Quantifying Phagocytosis – studies on the antibody response during invasive streptococcal infections

The interaction between our immune system and pathogens encompasses a complex spectrum from symbiosis to potentially life-threatening diseases. Throughout evolution, our immune system has evolved numerous strategies such as phagocytosis to combat infections and protect us from diseases. Phagocytosis involves the engulfment of pathogens by our immune cells and can be facilitated through opsonization, a phenomenon where antibodies bind to the prey. However, pathogens like Streptococcus pyogenes and Streptococcus dysgalactiae have developed countermeasures against it.

These pathogens cause significant global health burdens, yet vaccines are unavailable, and the development of natural immunity is not fully understood. Opsonic antibodies are considered crucial in immunity, but quantifying phagocytosis remains challenging due to a lack of standardized, reproducible methods across laboratories and systems. Addressing this gap is vital not only for enhancing the quantification of opsonic antibody response in streptococcal infection but also for benefiting various research fields where phagocytosis is a pivotal and widely measured functional outcome. This thesis aims to develop a universal and robust method for quantifying phagocytosis and assessing antibody function in streptococcal infections.

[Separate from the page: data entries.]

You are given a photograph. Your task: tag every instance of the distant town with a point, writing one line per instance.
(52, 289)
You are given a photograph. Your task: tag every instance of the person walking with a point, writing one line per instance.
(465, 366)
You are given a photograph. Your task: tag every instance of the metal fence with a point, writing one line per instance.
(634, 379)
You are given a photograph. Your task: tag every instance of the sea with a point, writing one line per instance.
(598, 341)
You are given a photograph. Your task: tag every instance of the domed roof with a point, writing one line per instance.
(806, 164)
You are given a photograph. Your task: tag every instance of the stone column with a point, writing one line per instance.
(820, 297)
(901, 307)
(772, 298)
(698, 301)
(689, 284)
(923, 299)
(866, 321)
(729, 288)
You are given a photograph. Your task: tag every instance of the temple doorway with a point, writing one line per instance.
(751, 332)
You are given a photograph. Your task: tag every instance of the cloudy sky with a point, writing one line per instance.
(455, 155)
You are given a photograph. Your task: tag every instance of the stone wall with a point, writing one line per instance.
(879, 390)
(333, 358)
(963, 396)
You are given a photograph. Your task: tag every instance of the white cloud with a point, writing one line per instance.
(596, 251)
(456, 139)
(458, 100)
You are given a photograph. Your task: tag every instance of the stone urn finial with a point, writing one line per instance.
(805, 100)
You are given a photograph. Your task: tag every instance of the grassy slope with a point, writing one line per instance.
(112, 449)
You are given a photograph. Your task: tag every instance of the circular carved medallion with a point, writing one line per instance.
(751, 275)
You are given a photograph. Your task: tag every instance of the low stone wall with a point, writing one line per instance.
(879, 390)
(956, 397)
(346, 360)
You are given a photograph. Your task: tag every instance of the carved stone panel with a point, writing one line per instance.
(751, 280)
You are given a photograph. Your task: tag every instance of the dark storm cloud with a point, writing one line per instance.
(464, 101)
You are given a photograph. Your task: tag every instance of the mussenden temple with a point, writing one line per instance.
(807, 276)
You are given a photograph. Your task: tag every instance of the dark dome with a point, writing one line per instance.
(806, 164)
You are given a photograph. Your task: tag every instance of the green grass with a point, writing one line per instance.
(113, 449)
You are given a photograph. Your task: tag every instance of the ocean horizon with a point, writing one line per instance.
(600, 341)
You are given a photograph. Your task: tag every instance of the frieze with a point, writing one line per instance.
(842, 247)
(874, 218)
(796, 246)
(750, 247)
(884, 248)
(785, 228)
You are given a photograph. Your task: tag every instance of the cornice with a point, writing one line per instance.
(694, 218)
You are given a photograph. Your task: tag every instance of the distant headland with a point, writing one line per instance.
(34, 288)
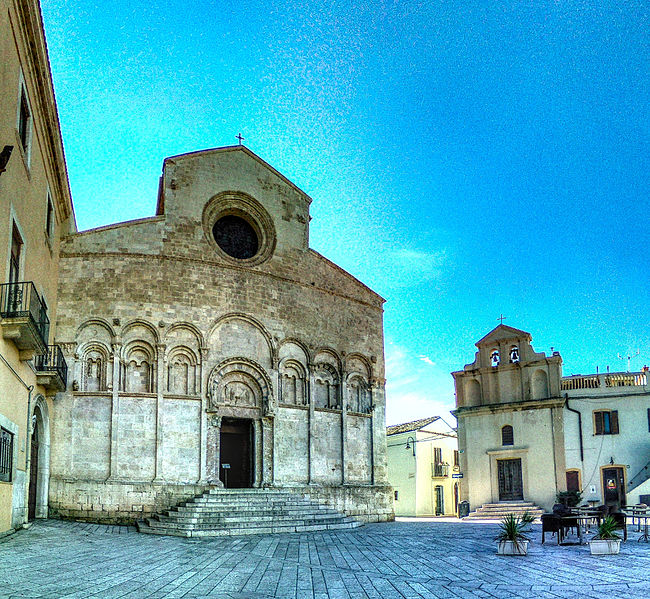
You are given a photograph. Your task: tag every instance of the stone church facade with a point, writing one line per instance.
(209, 345)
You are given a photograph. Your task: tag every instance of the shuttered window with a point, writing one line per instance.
(606, 422)
(507, 436)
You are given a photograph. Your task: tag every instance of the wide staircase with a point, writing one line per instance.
(220, 512)
(496, 511)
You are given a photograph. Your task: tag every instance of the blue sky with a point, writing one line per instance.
(466, 159)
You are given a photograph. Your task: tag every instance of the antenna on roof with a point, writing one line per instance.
(629, 357)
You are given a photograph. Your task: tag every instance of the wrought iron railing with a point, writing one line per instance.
(21, 300)
(53, 361)
(440, 470)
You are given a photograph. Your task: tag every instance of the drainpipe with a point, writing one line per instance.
(582, 453)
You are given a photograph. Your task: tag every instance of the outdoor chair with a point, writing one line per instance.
(552, 523)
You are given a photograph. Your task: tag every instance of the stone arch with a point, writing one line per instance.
(358, 393)
(539, 385)
(184, 329)
(293, 383)
(240, 382)
(40, 422)
(228, 336)
(328, 355)
(326, 386)
(133, 325)
(293, 348)
(101, 324)
(138, 359)
(472, 393)
(358, 363)
(181, 375)
(96, 367)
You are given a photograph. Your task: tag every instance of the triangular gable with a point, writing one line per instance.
(503, 332)
(244, 150)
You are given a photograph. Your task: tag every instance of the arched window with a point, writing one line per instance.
(507, 437)
(514, 354)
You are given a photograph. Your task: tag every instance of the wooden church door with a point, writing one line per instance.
(511, 486)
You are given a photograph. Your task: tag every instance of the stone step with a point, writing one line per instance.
(496, 511)
(220, 512)
(218, 532)
(270, 517)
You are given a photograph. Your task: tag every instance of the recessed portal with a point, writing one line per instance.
(236, 468)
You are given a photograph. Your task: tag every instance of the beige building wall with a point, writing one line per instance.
(169, 337)
(34, 177)
(626, 394)
(415, 477)
(510, 385)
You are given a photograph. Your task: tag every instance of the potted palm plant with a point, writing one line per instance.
(511, 538)
(606, 541)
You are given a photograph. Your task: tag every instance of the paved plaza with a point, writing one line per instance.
(408, 559)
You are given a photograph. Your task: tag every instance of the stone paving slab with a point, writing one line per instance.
(400, 560)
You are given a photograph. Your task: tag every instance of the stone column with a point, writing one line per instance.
(115, 411)
(203, 424)
(311, 423)
(161, 366)
(213, 453)
(344, 426)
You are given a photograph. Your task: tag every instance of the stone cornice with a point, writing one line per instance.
(148, 257)
(519, 406)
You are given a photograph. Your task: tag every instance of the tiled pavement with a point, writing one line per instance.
(424, 559)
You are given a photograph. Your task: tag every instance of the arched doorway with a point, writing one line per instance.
(39, 461)
(33, 473)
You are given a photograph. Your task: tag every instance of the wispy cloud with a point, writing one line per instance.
(416, 386)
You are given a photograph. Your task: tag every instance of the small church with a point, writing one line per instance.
(210, 347)
(527, 433)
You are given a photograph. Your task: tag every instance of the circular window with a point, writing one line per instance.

A novel method for quantifying phagocytosis is established. It is based on the principles of the Hill equation and collision theory (Paper I). This versatile, quantifiable, and robust approach enhances phagocytosis assessment and provides insights into opsonic capacity of antibodies. Additionally, a biophysical model is developed that predicts the binding of antibodies against the streptococcal M protein (Paper II). Together, the opsonic capacity of antibody responses in patients with invasive infections of S. dysgalactiae and S. pyogenes is subsequently evaluated (Paper III and IV). Although limited study populations, instances of non-opsonic antibodies are discovered for both pathogens, which can potentially be linked to recurrent invasive S. dysgalactiae infections. The results indicate that higher antibody titers do not always equate to opsonic responses, calling for a nuanced understanding of antibody function in streptococcal infections. Furthermore, patients with S. pyogenes infection unexpectedly developed opsonic antibodies effective against other strains as well. These findings contribute to the current understanding of natural immunity by suggesting not only type-specific antibodies may convey S. pyogenes immunity.

This thesis provides insights into the development of immunity against invasive S. pyogenes and S. dysgalactiae infections and introduces novel methods for enhancing the assessment of phagocytosis and antibody function. In conclusion, it advances our understanding of how to quantify antibody-mediated phagocytosis and its importance in the context of invasive streptococcal infections.